Seattle Times news services

WASHINGTON — Shoddy electrical work by private contractors on U.S. military bases in Iraq is widespread and dangerous, causing more deaths and injuries from fires and shocks than the Pentagon has acknowledged, according to internal Army documents.

During just one six-month period — August 2006 through January 2007 — at least 283 electrical fires destroyed or damaged U.S. military facilities in Iraq, including the military's largest dining hall in the country, documents show. Two soldiers died in an electrical fire at their base near Tikrit in 2006, the records note, while another was injured while jumping from a burning guard tower in May 2007.

And while the Pentagon has previously reported that 13 Americans have been electrocuted in Iraq, many more have been injured, some seriously, by shocks, according to the documents. A log compiled earlier this year at one building complex in Baghdad disclosed that soldiers complained of receiving electrical shocks in their living quarters on an almost-daily basis.

Electrical problems were the most urgent noncombat safety hazard for soldiers in Iraq, according to an Army survey issued in February 2007.

The Army report said KBR, the Houston-based company that is responsible for providing basic services for U.S. troops in Iraq, including housing, did its own study and found a "systemic problem" with electrical work.

But the Pentagon did little to address the issue until a Green Beret, Staff Sgt. Ryan Maseth, was electrocuted in January while showering. His death, caused by poor electrical grounding, drew the attention of lawmakers and Pentagon leaders after his family pushed for answers. Congress and the Pentagon's inspector general have begun investigations, and this month senior Army officials ordered electrical inspections of all buildings in Iraq maintained by KBR.

In the statement, Ingrid Harrison, an official with the Defense Contract Management Agency, disclosed that an electrical fire caused by poor wiring in a nearby building two weeks before Maseth's death had endangered two other soldiers.

"The soldiers were lucky because the one window that they could reach did not have bars on it, or there could have been two other fatalities," Harrison said in the statement.

Harrison said that KBR officials also knew of widespread electrical problems at the Radwaniya Palace Complex, near Baghdad's airport, where Maseth died. "KBR has been at RPC for over four years and was fully aware of the safety hazards, violations and concerns regarding the soldiers' housing," she said in the statement. She added that the contractor "chose to ignore the known unsafe conditions."

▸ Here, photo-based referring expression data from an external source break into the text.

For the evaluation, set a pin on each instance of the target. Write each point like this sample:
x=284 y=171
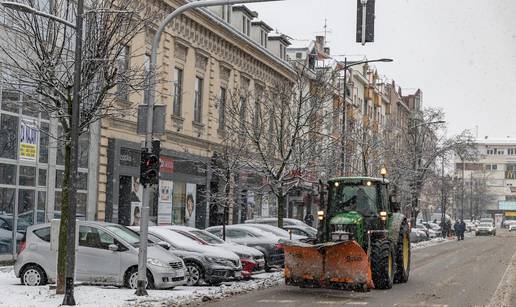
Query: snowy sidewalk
x=13 y=294
x=436 y=241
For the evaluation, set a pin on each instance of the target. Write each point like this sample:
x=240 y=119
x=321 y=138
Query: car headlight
x=217 y=260
x=156 y=262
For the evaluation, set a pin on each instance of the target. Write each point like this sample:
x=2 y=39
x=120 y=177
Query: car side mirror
x=164 y=244
x=113 y=247
x=395 y=206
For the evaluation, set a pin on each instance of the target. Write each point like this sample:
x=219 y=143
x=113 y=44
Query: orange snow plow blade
x=342 y=265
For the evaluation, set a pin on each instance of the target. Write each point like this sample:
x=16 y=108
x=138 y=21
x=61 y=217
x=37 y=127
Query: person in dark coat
x=309 y=219
x=456 y=227
x=462 y=229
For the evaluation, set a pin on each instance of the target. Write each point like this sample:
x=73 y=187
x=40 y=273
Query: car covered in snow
x=205 y=263
x=252 y=259
x=107 y=254
x=266 y=242
x=486 y=228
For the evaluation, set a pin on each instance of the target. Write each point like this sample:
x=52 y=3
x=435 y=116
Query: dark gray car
x=265 y=242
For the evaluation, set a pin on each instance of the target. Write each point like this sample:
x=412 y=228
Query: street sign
x=158 y=125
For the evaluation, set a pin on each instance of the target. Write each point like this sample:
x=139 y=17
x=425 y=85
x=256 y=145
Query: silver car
x=107 y=254
x=204 y=263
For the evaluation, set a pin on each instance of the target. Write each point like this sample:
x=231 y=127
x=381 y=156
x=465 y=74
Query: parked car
x=486 y=228
x=487 y=220
x=107 y=254
x=417 y=235
x=300 y=230
x=252 y=259
x=204 y=263
x=430 y=233
x=263 y=241
x=273 y=221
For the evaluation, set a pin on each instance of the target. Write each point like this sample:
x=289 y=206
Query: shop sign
x=28 y=141
x=166 y=165
x=129 y=157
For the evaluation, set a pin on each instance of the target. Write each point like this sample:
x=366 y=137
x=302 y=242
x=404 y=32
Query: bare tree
x=38 y=59
x=282 y=129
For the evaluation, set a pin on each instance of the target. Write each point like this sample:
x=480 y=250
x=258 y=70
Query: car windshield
x=360 y=198
x=125 y=234
x=206 y=236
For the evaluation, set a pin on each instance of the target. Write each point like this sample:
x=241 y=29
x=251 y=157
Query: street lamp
x=344 y=110
x=151 y=92
x=74 y=137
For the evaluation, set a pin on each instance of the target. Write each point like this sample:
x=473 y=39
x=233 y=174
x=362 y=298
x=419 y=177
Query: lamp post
x=344 y=107
x=74 y=137
x=151 y=93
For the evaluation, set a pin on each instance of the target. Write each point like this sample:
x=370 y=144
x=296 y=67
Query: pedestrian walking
x=456 y=227
x=462 y=229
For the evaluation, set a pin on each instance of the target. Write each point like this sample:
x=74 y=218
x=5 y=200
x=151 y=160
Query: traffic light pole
x=142 y=254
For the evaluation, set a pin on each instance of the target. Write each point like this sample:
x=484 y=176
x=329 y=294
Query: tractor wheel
x=403 y=255
x=383 y=264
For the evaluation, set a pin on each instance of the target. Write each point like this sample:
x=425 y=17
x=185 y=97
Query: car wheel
x=195 y=274
x=33 y=275
x=131 y=279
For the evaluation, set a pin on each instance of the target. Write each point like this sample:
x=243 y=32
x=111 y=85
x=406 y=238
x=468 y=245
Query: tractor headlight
x=383 y=215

Since the United States invaded Iraq in 2003, tens of thousands of U.S. troops have been housed in Iraqi buildings that date from the Saddam Hussein era. KBR and other contractors have been paid millions of dollars to repair and upgrade the buildings, including their electrical systems. KBR officials say they handle the maintenance for 4,000 structures and an additional 35,000 containers used as housing in the war zone.

The reports of shoddy electrical work have raised new questions about the Bush administration's heavy reliance on contractors in Iraq, particularly because they come after other high-profile disputes involving KBR. They include accusations of overbilling, providing unsafe water to soldiers and failing to protect female employees who were sexually assaulted.

Some of the electrical work was turned over to subcontractors, some of which hired unskilled Iraqis who were paid only a few dollars a day. Government officials responsible for contract oversight, meanwhile, were also unable to keep up, so that unsafe electrical work was not challenged by government auditors.

One report showed that during a four-day period in late February, soldiers at a Baghdad compound reported being shocked while taking showers in different buildings.

In late June, an electrical fire at a Marine base in Fallujah destroyed 10 buildings.